A collection of hands-on, runnable demos exploring the building blocks of distributed systems and backend infrastructure. Each folder is a self-contained project - its own package.json (or docker-compose.yml), its own README, and a focused set of scripts you can run in minutes.
The goal isn't to build a library. It's to internalize how things actually work by wiring them up from scratch: WAL streaming between two real Postgres containers, Lua scripts executing atomically inside Redis, a TCP server parsing its own protocol, a Bloom filter's bitset flipping one hash at a time.
Inspired by Arpit Bhayani's system design lectures, various distributed-systems textbooks, and the pattern of "read about it, then build it small enough to fit in your head."
- Who is this for
- Repository Layout
- Prerequisites
- Suggested Learning Path
- Module Index
- Common Conventions
- Troubleshooting
- Further Reading
- License
- Engineers preparing for system design interviews who want concrete references beyond hand-wavy diagrams.
- Backend developers who've used Redis / Kafka / Postgres but never peeked under the hood.
- Anyone who learns better by running code than by reading whitepapers.

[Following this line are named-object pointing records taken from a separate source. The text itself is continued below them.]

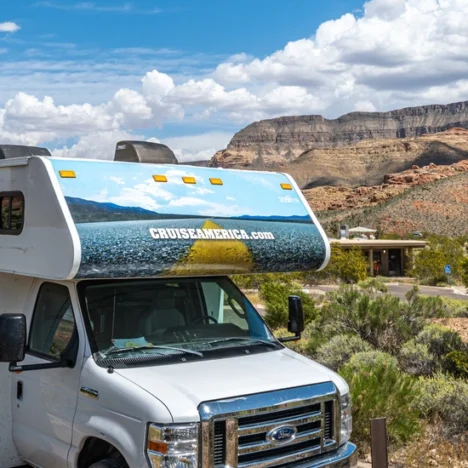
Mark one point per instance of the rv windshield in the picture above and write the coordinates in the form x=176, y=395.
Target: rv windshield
x=166, y=320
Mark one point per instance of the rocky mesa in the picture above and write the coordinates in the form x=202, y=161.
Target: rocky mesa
x=341, y=198
x=320, y=151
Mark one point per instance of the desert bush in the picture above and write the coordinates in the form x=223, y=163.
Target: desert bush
x=430, y=262
x=348, y=265
x=383, y=321
x=457, y=363
x=426, y=353
x=380, y=389
x=276, y=293
x=439, y=340
x=427, y=306
x=416, y=359
x=339, y=350
x=446, y=398
x=373, y=284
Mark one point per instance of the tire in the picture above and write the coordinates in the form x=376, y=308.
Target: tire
x=109, y=463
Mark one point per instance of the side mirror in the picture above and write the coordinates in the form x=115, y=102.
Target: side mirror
x=296, y=319
x=12, y=337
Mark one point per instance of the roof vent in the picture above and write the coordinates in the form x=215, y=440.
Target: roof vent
x=144, y=152
x=17, y=151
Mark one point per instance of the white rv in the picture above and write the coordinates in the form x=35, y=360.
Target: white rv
x=123, y=342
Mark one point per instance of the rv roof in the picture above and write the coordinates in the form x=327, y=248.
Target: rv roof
x=100, y=219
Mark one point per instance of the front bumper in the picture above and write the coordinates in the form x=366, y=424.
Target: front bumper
x=343, y=457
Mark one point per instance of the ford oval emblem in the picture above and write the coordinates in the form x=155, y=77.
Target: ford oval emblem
x=282, y=434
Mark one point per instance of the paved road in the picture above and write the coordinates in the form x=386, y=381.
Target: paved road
x=399, y=290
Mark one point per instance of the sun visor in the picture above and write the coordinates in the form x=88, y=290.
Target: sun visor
x=145, y=220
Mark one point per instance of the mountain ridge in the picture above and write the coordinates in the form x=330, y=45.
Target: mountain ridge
x=274, y=143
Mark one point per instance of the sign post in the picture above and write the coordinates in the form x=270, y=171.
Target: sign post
x=448, y=272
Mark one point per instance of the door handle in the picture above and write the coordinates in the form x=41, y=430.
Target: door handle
x=19, y=390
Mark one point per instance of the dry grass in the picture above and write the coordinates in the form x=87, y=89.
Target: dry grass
x=433, y=449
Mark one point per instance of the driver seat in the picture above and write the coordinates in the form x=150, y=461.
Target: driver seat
x=162, y=315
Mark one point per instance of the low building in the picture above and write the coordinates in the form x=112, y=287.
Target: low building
x=385, y=257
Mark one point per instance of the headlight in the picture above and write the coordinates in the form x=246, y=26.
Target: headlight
x=173, y=446
x=346, y=418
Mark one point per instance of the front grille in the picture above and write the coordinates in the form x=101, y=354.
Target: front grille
x=219, y=449
x=238, y=432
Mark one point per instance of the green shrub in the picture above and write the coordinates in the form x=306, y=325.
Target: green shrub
x=457, y=363
x=276, y=293
x=430, y=262
x=455, y=307
x=383, y=321
x=446, y=398
x=339, y=350
x=373, y=284
x=439, y=340
x=379, y=389
x=426, y=353
x=416, y=359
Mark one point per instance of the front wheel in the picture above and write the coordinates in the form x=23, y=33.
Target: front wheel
x=109, y=463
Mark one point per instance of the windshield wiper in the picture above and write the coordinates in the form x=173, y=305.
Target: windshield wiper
x=249, y=341
x=118, y=350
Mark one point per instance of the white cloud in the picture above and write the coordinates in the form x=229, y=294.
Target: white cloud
x=197, y=147
x=95, y=145
x=9, y=27
x=395, y=53
x=117, y=180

Each module has a README that goes deeper than this one - with protocol specs, algorithm derivations, ASCII architecture diagrams, and experiments to try. Start with the module that interests you and follow its README.
systems/
├── bloom-filters/ Probabilistic set membership
├── consistent-hashing/ Key → node mapping with minimal churn
├── cron-jobs/ BullMQ repeatable jobs on Redis
├── custom-protocol/ Redis-RESP-like TCP protocol from scratch
├── db-replica/ Postgres streaming replication + failover
├── implementations/
│ ├── abuse-masker/ Real-time chat abuse masking with Trie O(n)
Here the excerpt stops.